GOSHEN — Father Time has done nothing to alter the trademark scowl or slow down the quick wit of Gene Keady.
Both were evident Thursday evening as the former Purdue basketball coaching icon appeared before the Purdue Club of Elkhart County.
Keady, who will turn 75 Saturday, flashed his form prior to his speaking engagement at The Bread and Chocolate.
Keady, now an assistant coach at St. John’s, recently recorded a hole-in-one in Las Vegas. He did a double-take, with the familiar facial gesture he’s known for, when this sports writer asked how many aces did that make.
"What?," responded Keady. "Are you kidding?. That’s my first and it was lucky. I hit it over a canyon and it went in."
When asked about the scowl that many a Big Ten official drew during his tremendous 25-year tenure on the Purdue bench, Keady offered this.
"I’ve never been a phony," he said. "That was just me."
When his approaching birthday was brought up, Keady responded in typical witty fashion.
"Don’t let that get out as my girlfriends don’t know I’m that old," laughed Keady.
Keady, whose wife Pat passed away in 2009, shared his thoughts on several other topics with the media prior to meeting a large gathering of PU alumni.
The man who was 512-270 in West Lafayette with six Big Ten regular season championships has no plans to hang it up.
"I enjoy teaching the game and it’s what I’ve done my whole life," Keady said. "It’s all about education to me. I plan to continue as long as St. John’s lets me. Steve (St. John’s coach Steve Lavin) is great to work with. He’s a great boss."

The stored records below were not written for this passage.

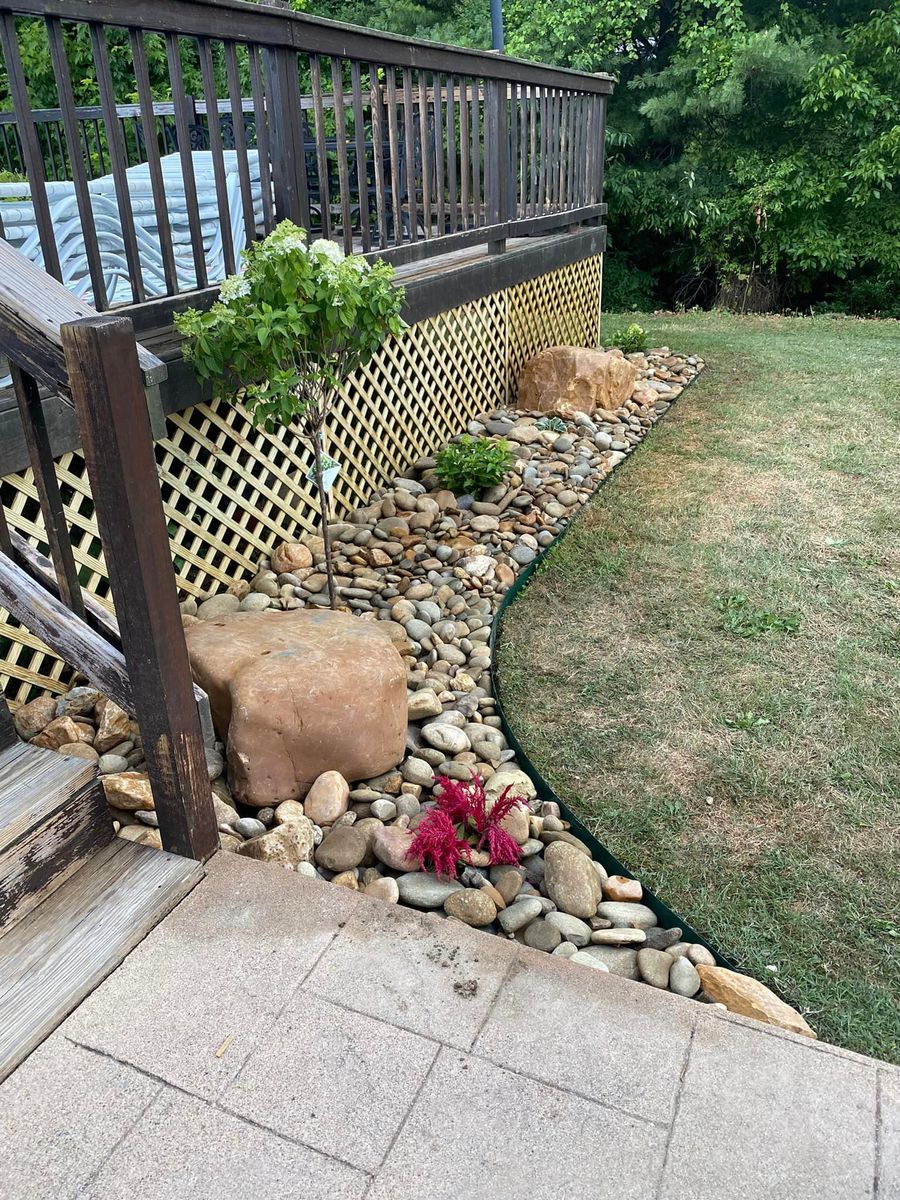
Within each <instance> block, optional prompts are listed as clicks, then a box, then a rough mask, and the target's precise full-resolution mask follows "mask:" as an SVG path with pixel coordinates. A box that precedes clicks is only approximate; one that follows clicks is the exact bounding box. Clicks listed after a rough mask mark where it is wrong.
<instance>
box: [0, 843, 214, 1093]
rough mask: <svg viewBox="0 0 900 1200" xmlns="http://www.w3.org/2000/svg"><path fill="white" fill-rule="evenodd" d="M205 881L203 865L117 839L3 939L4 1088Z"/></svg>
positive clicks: (185, 859)
mask: <svg viewBox="0 0 900 1200" xmlns="http://www.w3.org/2000/svg"><path fill="white" fill-rule="evenodd" d="M202 878H203V869H202V868H200V866H198V864H197V863H192V862H190V860H188V859H185V858H178V857H175V856H173V854H166V853H163V852H162V851H158V850H151V848H149V847H148V846H140V845H138V844H136V842H131V841H125V840H124V839H122V838H114V839H113V841H112V842H109V844H108V845H107V846H104V847H103V848H102V850H100V851H98V852H97V853H95V854H94V856H92V857H91V858H90V859H89V862H88V863H86V864H85V865H84V866H82V868H80V869H79V870H78V871H76V872H74V875H72V876H71V877H70V878H68V880H66V882H65V883H64V884H62V886H61V887H60V888H58V889H56V890H55V892H54V893H53V894H52V895H50V896H48V898H47V899H46V900H44V901H43V902H42V904H41V905H38V906H37V908H35V910H34V911H32V912H30V913H29V914H28V916H26V917H24V918H23V919H22V920H20V922H18V923H17V924H16V925H14V926H13V928H12V929H11V930H10V931H8V932H5V934H2V935H0V1081H2V1080H4V1079H5V1078H6V1076H7V1075H8V1074H10V1072H11V1070H13V1068H14V1067H17V1066H18V1064H19V1063H20V1062H22V1061H23V1058H25V1057H26V1056H28V1055H29V1054H30V1052H31V1050H34V1049H35V1046H37V1045H38V1044H40V1043H41V1042H42V1040H43V1039H44V1038H46V1037H47V1036H48V1034H49V1033H50V1032H53V1030H54V1028H55V1027H56V1026H58V1025H59V1024H60V1021H62V1020H64V1019H65V1018H66V1016H67V1015H68V1014H70V1013H71V1012H72V1009H73V1008H74V1007H76V1006H77V1004H78V1003H79V1002H80V1001H82V1000H83V998H84V997H85V996H86V995H88V994H89V992H90V991H92V990H94V988H96V986H97V984H98V983H101V982H102V980H103V979H104V978H106V977H107V976H108V974H109V972H110V971H113V970H114V968H115V967H116V966H119V964H120V962H121V961H122V959H124V958H125V956H126V954H128V952H130V950H132V949H133V948H134V947H136V946H137V944H138V942H140V941H142V940H143V938H144V937H145V936H146V934H149V932H150V930H151V929H152V928H154V926H155V925H156V924H157V923H158V922H160V920H161V919H162V918H163V917H164V916H166V913H167V912H169V911H170V910H172V908H174V907H175V905H176V904H178V902H179V900H181V899H182V898H184V896H185V895H187V893H188V892H190V890H191V888H193V887H194V886H196V884H197V883H198V882H199V881H200V880H202Z"/></svg>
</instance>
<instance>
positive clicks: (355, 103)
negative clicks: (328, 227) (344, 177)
mask: <svg viewBox="0 0 900 1200" xmlns="http://www.w3.org/2000/svg"><path fill="white" fill-rule="evenodd" d="M350 96H352V103H353V140H354V145H355V148H356V192H358V194H359V223H360V235H361V238H362V253H364V254H365V253H368V251H370V250H371V248H372V228H371V222H370V218H368V169H367V164H368V155H367V152H366V115H365V108H364V104H362V80H361V74H360V65H359V62H358V61H356V60H355V59H354V60H353V62H350ZM373 150H374V144H373Z"/></svg>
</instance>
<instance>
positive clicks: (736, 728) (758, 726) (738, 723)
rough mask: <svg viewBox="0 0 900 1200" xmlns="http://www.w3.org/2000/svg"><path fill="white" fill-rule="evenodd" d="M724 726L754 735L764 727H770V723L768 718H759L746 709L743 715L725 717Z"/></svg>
mask: <svg viewBox="0 0 900 1200" xmlns="http://www.w3.org/2000/svg"><path fill="white" fill-rule="evenodd" d="M725 724H726V725H727V726H728V728H730V730H744V731H745V732H746V733H754V732H755V731H756V730H761V728H763V727H764V726H766V725H772V721H770V720H769V719H768V716H761V715H760V714H758V713H754V712H751V710H750V709H748V710H746V712H745V713H736V714H734V715H733V716H726V718H725Z"/></svg>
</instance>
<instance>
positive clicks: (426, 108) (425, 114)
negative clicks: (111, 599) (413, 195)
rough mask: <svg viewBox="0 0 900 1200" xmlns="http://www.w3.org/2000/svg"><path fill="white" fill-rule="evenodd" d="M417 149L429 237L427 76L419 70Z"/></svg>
mask: <svg viewBox="0 0 900 1200" xmlns="http://www.w3.org/2000/svg"><path fill="white" fill-rule="evenodd" d="M419 149H420V154H421V175H422V229H424V230H425V236H426V238H431V174H432V173H431V138H430V137H428V88H427V77H426V74H425V72H424V71H419Z"/></svg>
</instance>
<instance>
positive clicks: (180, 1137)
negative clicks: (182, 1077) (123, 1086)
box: [82, 1087, 368, 1200]
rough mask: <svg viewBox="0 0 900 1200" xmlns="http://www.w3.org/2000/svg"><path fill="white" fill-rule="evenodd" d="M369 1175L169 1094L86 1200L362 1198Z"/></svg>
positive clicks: (132, 1132) (142, 1124)
mask: <svg viewBox="0 0 900 1200" xmlns="http://www.w3.org/2000/svg"><path fill="white" fill-rule="evenodd" d="M367 1184H368V1177H367V1176H365V1175H362V1174H361V1172H360V1171H355V1170H354V1169H353V1168H352V1166H347V1165H344V1164H342V1163H336V1162H334V1159H330V1158H325V1157H324V1156H322V1154H318V1153H317V1152H316V1151H314V1150H308V1148H307V1147H306V1146H298V1145H295V1144H293V1142H290V1141H287V1140H286V1139H283V1138H278V1136H277V1135H276V1134H272V1133H269V1132H268V1130H265V1129H258V1128H257V1127H256V1126H252V1124H247V1123H246V1122H245V1121H240V1120H239V1118H238V1117H234V1116H230V1115H229V1114H227V1112H222V1111H220V1110H218V1109H216V1108H214V1106H212V1105H210V1104H208V1103H206V1102H205V1100H199V1099H194V1098H193V1097H191V1096H185V1094H184V1093H182V1092H178V1091H175V1090H174V1088H168V1087H167V1088H164V1090H163V1092H162V1094H161V1096H160V1097H158V1099H157V1100H155V1102H154V1104H152V1105H151V1106H150V1109H149V1110H148V1111H146V1114H145V1115H144V1117H143V1118H142V1121H140V1123H139V1126H138V1127H137V1128H136V1129H134V1130H133V1132H132V1133H131V1134H130V1136H127V1138H126V1139H125V1141H124V1142H122V1144H121V1145H120V1146H119V1147H118V1148H116V1150H115V1152H114V1153H113V1154H112V1156H110V1157H109V1159H108V1162H107V1163H106V1165H104V1166H103V1169H102V1171H101V1172H100V1175H98V1176H97V1178H96V1180H95V1181H94V1182H92V1184H91V1186H90V1187H89V1188H88V1189H85V1192H84V1193H83V1194H82V1195H83V1198H84V1200H257V1198H258V1200H263V1198H265V1200H269V1198H271V1200H276V1198H277V1200H281V1198H288V1196H302V1198H304V1200H360V1198H361V1196H362V1195H364V1193H365V1189H366V1186H367Z"/></svg>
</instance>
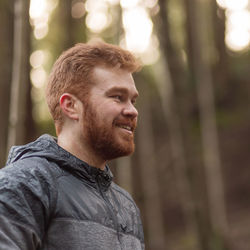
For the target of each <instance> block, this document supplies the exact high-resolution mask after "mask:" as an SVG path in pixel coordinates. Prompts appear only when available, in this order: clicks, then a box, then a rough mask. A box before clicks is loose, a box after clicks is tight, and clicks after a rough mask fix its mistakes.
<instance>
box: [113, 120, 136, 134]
mask: <svg viewBox="0 0 250 250" xmlns="http://www.w3.org/2000/svg"><path fill="white" fill-rule="evenodd" d="M115 126H117V127H119V128H122V129H125V130H127V131H129V132H134V130H135V128H136V121H131V122H121V121H120V122H115Z"/></svg>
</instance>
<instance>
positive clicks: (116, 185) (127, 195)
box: [111, 182, 139, 213]
mask: <svg viewBox="0 0 250 250" xmlns="http://www.w3.org/2000/svg"><path fill="white" fill-rule="evenodd" d="M111 188H112V189H113V190H114V191H115V192H116V194H117V195H118V197H119V199H120V202H122V204H124V205H127V206H128V207H129V208H130V209H132V210H134V211H135V212H136V213H139V209H138V207H137V205H136V203H135V201H134V199H133V198H132V196H131V195H130V193H129V192H127V191H126V190H125V189H123V188H122V187H120V186H119V185H117V184H116V183H114V182H112V184H111Z"/></svg>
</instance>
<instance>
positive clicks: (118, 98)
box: [111, 95, 122, 101]
mask: <svg viewBox="0 0 250 250" xmlns="http://www.w3.org/2000/svg"><path fill="white" fill-rule="evenodd" d="M111 98H113V99H116V100H117V101H122V96H121V95H113V96H111Z"/></svg>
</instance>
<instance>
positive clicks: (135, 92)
mask: <svg viewBox="0 0 250 250" xmlns="http://www.w3.org/2000/svg"><path fill="white" fill-rule="evenodd" d="M113 92H120V93H125V94H128V92H129V91H128V89H127V88H122V87H112V88H111V89H109V90H107V95H109V94H112V93H113ZM138 96H139V93H138V92H137V91H136V92H135V94H134V95H133V98H137V97H138Z"/></svg>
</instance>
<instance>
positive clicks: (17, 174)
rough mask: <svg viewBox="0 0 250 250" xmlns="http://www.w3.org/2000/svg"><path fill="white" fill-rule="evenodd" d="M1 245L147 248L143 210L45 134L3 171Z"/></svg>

Keady was seven times named the Big Ten Coach of the Year and was honored as College Basketball Coach of the Year on six occasions.
"I have no regrets in my coaching career," said Keady, who began his college coaching career at Hutchinson Community College in Kansas in 1965. "There’s a lot of fond memories. I know Pat and I enjoyed our time at Purdue. Those were some fun times. It was a special rivalry with Indiana. I know the fans enjoyed it."
Keady does not see many differences between the Big Ten and the Big East. He also believes that Notre Dame can continue its recent run of outstanding success in the Big East under coach Mike Brey.
"Both leagues are physical and have a lot of good coaches and good players," Keady said. "They (Notre Dame) have a great coach and some great players. I don’t know why they can’t continue the success they’ve had."
Keady is also glad that current Purdue coach Matt Painter will continue to roam Keady Court in Mackey Arena. His former player, who he hand-picked to succeed him after his final season in 2004-05, entertained a possible move to Missouri after this past campaign.
"The thing is that Matt had to be happy about it (staying at Purdue)," said Keady. "Why would he go to Missouri? Norm Stewart (the former longtime coach at Missouri) is one of my good friends, but Purdue has a better basketball reputation than Missouri."
Keady, who also spent a season as an assistant coach in the NBA with Toronto in 2005-06, says his current boss is doing well. Lavin revealed following his first season at St. John’s that he had prostate cancer.
"Steve is doing OK right now," said Keady. "I just left him this weekend. He looked great and healthy."